Fastener Material Selection
There is no fastener material that is applicable for every environment. Making the right choice from a wide variety of materials is an important concern. Numerous factors, such as environmental conditions, presence of corrosive elements, physical stress requirements, and overall structural stability can similarly influence material effectiveness.
Most fastener applications are designed to support or transmit some form of externally applied load. More than 90% of all fasteners are made of carbon steel. In general, taking into account the prices for raw materials, non-ferrousone should be considered only when a special application is required.
Another mechanical property associated with standard threaded fasteners is tensile strength. Tensile strength is the maximum tension-applied load a fastener can support prior to or coinciding with its fracture.
Due to this significant consideration must be given to the definition of the tensile stress area. When a standard threaded fastener fails in pure tension, it typically fractures through the threaded portion (this is characteristically its smallest area). For this reason, the tensile stress area is calculated by an empirical formula involving the nominal diameter of the fastener and the thread pitch.
Proof load represents the acceptable strength range for certain standard fasteners. Proof load is an applied tensile load that a fastener must support without permanent deformation. In other words, a bolt returns to its original shape once the load is removed.
Steel possesses a certain amount of elasticity as it is stretched. Proof load is defined as the maximum tensile force that can be applied to the bolt that will not result in plastic deformation. In other words, the material must remain in its elastic region when loaded up to its proof load. Proof load is typically between 85-95% of the yield strength.Yield strength can be defined as the tensile force that will produce a specified amount of permanent deformation (most commonly 0.2%) within a specific fastener.If we continue to apply the load, we will reach the point of maximum stress known as the ultimate tensile strength. After this stage the fastener continues to “neck” and elongate further with a reduction in stress. Additional stretching will ultimately cause the fastener to break at the tensile point.
Shear strength is defined as the maximum load that can be supported prior to fracture, when applied at a right angle to the fastener’s axis. The load occurring in one transverse plane is known as single shear. Double shear is a load applied in two planes where the fastener could be cut into three pieces.

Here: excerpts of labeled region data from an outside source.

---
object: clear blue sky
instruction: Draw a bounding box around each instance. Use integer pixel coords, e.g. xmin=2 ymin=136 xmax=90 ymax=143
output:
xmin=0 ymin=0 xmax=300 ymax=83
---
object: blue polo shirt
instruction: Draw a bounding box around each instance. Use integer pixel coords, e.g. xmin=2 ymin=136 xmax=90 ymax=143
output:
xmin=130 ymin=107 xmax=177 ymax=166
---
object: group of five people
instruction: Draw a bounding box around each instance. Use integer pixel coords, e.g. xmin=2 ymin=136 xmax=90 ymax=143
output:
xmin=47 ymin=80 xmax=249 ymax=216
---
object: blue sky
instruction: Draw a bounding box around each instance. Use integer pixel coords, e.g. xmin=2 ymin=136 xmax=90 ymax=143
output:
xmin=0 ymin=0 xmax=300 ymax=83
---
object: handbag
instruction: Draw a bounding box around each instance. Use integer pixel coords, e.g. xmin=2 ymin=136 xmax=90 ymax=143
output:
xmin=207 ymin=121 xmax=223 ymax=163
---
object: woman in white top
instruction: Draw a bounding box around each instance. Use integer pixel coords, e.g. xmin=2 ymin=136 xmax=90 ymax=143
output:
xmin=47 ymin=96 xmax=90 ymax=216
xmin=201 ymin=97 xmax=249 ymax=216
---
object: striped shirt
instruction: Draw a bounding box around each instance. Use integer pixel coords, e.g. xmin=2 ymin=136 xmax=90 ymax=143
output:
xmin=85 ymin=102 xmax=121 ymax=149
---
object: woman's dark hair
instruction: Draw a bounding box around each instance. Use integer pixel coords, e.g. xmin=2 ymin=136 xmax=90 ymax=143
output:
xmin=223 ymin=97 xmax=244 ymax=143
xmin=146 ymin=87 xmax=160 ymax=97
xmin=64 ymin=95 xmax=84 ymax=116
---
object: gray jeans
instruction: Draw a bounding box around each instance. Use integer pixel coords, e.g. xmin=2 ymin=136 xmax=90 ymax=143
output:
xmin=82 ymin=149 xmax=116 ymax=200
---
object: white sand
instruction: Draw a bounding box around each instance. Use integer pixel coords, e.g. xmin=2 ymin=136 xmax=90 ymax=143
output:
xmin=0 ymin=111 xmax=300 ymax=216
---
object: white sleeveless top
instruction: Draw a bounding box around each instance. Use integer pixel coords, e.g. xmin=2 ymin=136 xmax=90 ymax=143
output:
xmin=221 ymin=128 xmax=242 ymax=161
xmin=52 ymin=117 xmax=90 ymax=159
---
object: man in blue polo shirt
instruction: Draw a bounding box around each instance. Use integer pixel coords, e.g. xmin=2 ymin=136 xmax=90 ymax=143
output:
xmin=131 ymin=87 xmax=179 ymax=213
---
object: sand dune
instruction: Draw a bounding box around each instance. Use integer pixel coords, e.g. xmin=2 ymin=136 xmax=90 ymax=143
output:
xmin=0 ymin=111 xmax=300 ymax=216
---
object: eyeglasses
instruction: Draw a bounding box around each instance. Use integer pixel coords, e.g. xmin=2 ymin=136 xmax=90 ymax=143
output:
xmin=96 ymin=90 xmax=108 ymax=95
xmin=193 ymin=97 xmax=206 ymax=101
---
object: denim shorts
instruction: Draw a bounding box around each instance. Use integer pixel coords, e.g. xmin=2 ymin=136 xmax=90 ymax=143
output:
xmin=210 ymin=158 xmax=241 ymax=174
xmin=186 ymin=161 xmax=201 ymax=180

For most standard threaded fasteners, shear strength is not a specification even though the fastener may be commonly used in shear applications. While shear testing of blind rivets is a well-standardized procedure which requires a single shear test fixture, the testing technique of threaded fasteners is not as well designed. In most procedures a double shear fixture is used, but variations in the test fixture designs cause a wide scatter in measured shear strengths.
To determine the shear strength of the material, the total cross-sectional area of the shear plane is important. For shear planes through the threads, we can use the equivalent tensile stress area.
One has the shear plane corresponding with the threaded portion of the bolt. Since shear strength is directly related to the net sectional area, a smaller area will result in lower bolt shear strength. To get full advantage of strength properties, the preferred design would be to position the full shank body in the shear planes.
When no shear strength is given for common carbon steels with hardness up to 40 HRC, 60 % of their ultimate tensile strength is often used once given a suitable safety factor.
Fatigue is the most common form of fracture of fasteners, accounting for up to 80% of all costs associated with fracture. Fatigue crack initiation and growth occurs when cyclic stresses exceed the fatigue strength of local material for a sufficient number of loading cycles.Fastener material, geometry, stress amplitude,mean stress, and assembly parameters all affect fatigue performance. Fatigue strength is the maximum stress a fastener can withstand for a specified number of repeated cycles prior to its failure.
Torsional Strength is a measure of the ability of a fastener to withstand a twisting load. It is the ultimate strength of a material subjected to torsional loading, and the maximum torsional stress that a material sustains before rupture.Tapping screws and socket set screws require a torsional test.
Other Mechanical Properties
Hardness is a measure of a material’s ability to resist abrasion and indentation. For carbon steels, Brinell and Rockwell hardness testing can be used to estimate tensile strength properties of the fastener.
Ductility is a measure of the degree of plastic deformation that has been sustained at fracture. In other words, it is the ability of a material to deform before it fractures. A material that undergoes very little or no plastic deformation upon fracture is considered brittle. A reasonable indication of a fastener’s ductility is the ratio of its specified minimum yield strength to the minimum tensile strength. The lower this ratio is the more ductile the fastener will be.
Toughness is defined as a material’s ability to absorb impact or shock loading. Impact strength toughness is rarely a specification requirement.